Posted
1:18 PM
by George Siemens
Five Choices: Or, Why I Won't Give Dave Pell Twelve Dollars
Stephen's at it again. He has issues with paying for content online. I agree with importance of content being free...and that it is difficult to make a career out of content creation when so many people do it for free (think web sites and newsletters). Stephen offers five suggestions for making a living creating content:
- Lower your production costs
- Increase your volume
- Get a million subscribers
- Create higher value content
- Get another job
However, I don't completely agree with his vision. Organizations
will make money from content. Thomson Learning, WebCT, Blackboard, and corporate education services will see to it. How? Closed systems (i.e. - you create content but it never sees the light of day because no one will carry it), legislation, and just the right amount of arm-bending at administrative levels in organizations. Good ideas are not the ones that get adopted - marketed and networked ideas do - regardless of quality...and educators do not have the time to create the vision that Stephen describes...
Posted
11:07 AM
by George Siemens
Site fights 'stupid linking'
Quote: "Sorkin, associate professor of law at The John Marshall Law School in Chicago, Ill., is the man behind Don't Link to Us, a Web site that exists merely to flout what it terms "stupid linking policies."
Sorkin's site was launched in reaction to recent legal decisions in which courts upheld Web site terms and conditions that prohibited or restricted links."
Posted
7:35 AM
by George Siemens
Great quote: "If someone brings a lot of new technology into your school district, and doesn't provide staff development, the only thing that will change is your electric bill." Ms. LeBeau's HomePage
Posted
7:25 AM
by George Siemens
The Age of Information Architecture
Quote: "For the most part, information architects are communicators and strategists."
Comment: Article is focused on web design...but as elearning advances, the development teams and roles will increasingly duplicate web design processes.

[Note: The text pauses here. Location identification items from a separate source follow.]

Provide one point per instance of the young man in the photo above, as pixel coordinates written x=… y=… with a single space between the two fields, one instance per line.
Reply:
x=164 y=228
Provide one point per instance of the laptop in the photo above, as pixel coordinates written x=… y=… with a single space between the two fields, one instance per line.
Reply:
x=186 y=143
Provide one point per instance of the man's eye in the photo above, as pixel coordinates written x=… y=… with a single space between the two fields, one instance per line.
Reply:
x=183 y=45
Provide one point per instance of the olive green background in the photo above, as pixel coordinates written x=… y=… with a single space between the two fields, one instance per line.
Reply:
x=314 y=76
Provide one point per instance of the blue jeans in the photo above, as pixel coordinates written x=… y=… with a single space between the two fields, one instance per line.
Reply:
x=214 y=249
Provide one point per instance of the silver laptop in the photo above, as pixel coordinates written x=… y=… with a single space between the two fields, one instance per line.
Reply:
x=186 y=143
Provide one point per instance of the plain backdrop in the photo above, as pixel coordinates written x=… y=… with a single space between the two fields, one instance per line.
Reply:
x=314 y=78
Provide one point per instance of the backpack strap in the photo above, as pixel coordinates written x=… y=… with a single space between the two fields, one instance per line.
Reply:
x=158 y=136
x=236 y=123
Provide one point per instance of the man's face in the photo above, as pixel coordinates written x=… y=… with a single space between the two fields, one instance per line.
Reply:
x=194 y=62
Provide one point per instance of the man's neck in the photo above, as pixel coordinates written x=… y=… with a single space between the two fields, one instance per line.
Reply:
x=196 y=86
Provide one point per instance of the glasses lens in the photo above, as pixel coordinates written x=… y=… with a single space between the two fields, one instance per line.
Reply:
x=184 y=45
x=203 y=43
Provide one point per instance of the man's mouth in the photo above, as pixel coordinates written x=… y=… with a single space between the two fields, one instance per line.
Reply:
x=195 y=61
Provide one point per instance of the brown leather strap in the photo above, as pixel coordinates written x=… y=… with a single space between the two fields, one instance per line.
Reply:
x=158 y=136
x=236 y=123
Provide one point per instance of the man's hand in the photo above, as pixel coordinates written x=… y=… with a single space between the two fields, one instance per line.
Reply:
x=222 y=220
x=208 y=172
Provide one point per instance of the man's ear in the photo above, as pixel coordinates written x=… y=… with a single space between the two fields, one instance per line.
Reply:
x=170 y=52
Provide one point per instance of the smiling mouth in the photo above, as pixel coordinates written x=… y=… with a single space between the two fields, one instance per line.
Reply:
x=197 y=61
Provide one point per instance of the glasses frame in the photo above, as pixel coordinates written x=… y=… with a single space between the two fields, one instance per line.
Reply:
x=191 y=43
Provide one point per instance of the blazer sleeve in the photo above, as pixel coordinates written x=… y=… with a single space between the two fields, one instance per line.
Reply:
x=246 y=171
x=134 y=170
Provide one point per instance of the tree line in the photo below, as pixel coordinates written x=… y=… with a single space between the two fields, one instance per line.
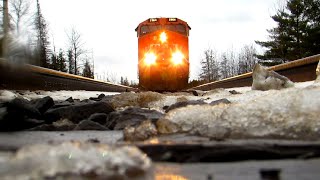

Evaluating the usability of Web-based learning tools via Online Learning Update
Quote: "Web-based learning tools provide integrated environments of various technologies to support diverse educators’ and learners’ needs via the Internet. This paper reports the results from a study to experimentally compare two commercially available learning tools in a university course. We discuss the findings from this study in relation to basic usability issues that must be attended to when designing user interfaces for web-based learning tools."
Comment: Compares Blackboard and WebCT. It is important (critical?) for tools for be easy to use...or they will restrict elearning's growth. As one student voiced in the study "I found that I spent most of my time learning WebCT and not course material. A “learning” tool should not be making life more difficult for me."